David Gollaher, president of the California Healthcare Institute, an advocacy group for the biotechnology industry, said venture capitalists are ponying up for Proposition 71 in part because they have the money to invest and because they understand the notion of leveraging general research into commercial endeavors.

“The venture capitalists are saying ‘Look, if the state or the federal government or governments in general make these early-stage basic science investments, there is some real probability that in the medium-to-long term that inventions will arise from that process that will be useful in making medicines,’ ” Gollaher said.

If voters passed Proposition 71, Gollaher predicted, money would flow to the University of California, Stanford, and the state’s other leading academic institutions. Private companies also could apply for a share.

If any of the university research turned out to be commercially lucrative, Gollaher said, probably a private company would sign an agreement giving the universities the right to some future revenues.

Proposition 71 states that a committee would distribute the bond money and balance the state’s opportunity to gain from patents, royalties and licenses against “the need to assure that essential medical research is not unreasonably hindered by the intellectual property agreements.”

Critics say that provision fails to guarantee that taxpayers would benefit from their investment, which would amount to $6 billion over 30 years when interest on the $3 billion -- raised through a bond issue -- is taken into account.

“If it’s going to be publicly financed, shouldn’t the public be the beneficiaries of any discoveries that are made?” said Marcy Darnovsky, associate executive director of the Center for Genetics and Society in Oakland.

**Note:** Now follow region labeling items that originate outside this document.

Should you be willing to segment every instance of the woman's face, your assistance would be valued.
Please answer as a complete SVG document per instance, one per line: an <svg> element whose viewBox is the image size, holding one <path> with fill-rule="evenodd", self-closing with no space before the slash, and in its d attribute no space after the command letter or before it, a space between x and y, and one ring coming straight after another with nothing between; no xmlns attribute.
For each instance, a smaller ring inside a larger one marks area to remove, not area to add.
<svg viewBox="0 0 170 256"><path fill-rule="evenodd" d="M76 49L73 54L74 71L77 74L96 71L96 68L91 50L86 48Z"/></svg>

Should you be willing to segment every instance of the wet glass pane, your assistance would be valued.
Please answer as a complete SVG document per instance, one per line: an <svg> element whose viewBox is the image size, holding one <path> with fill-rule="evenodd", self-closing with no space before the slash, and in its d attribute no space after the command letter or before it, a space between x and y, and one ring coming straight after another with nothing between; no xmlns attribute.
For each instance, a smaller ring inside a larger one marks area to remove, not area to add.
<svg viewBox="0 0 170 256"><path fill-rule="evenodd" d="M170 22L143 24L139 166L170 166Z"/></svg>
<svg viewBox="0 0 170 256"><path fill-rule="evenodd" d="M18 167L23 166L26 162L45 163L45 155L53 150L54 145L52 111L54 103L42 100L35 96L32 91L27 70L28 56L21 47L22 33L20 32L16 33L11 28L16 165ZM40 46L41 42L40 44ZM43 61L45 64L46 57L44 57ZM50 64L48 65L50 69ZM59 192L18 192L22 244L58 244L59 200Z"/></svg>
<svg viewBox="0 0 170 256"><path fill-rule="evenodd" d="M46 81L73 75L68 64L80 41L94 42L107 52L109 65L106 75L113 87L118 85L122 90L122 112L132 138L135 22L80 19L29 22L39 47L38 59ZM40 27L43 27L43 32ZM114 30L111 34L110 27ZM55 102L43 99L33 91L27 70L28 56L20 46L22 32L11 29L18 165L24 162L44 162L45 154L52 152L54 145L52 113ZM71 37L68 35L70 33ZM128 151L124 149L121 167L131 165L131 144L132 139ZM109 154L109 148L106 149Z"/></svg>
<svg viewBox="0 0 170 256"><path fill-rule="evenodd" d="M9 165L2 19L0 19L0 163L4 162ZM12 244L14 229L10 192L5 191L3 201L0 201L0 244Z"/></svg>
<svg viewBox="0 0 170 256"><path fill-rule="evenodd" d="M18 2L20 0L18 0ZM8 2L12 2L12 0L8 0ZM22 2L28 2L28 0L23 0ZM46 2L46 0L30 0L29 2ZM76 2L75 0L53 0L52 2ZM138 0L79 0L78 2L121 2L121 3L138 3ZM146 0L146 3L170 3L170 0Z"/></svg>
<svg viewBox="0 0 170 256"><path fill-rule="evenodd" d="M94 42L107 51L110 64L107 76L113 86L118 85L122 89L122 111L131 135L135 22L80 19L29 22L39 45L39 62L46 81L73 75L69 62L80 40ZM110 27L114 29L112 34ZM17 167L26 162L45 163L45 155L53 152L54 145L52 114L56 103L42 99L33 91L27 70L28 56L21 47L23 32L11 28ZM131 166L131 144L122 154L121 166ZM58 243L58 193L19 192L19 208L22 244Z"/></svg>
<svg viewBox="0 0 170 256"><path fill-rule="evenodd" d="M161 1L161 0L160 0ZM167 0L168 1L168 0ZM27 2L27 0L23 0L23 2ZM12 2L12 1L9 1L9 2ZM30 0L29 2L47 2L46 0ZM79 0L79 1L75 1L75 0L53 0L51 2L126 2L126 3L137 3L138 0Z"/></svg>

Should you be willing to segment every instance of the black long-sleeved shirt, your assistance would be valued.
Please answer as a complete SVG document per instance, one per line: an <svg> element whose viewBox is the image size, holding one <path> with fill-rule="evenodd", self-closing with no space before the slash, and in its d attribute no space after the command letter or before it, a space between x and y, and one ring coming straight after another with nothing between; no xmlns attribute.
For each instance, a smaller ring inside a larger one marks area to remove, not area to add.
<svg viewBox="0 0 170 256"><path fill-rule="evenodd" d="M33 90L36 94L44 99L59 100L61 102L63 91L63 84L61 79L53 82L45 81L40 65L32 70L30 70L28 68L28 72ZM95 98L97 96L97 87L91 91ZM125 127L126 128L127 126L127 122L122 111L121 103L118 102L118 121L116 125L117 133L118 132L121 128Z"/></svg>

Darnovsky belongs to the Pro-Choice Alliance, a group formed several weeks ago to oppose Proposition 71. Its members say they support stem cell research but oppose the initiative as “massive biotech corporate welfare.”

Supporters of the proposition say California’s early investment in human stem cell research will benefit future taxpayers through patents. The University of California, for example, earned $67 million last year through royalties and licensing fees from inventions derived from its research.

Less directly, California would gain from the creation of biotechnology jobs, proponents of the measure contend.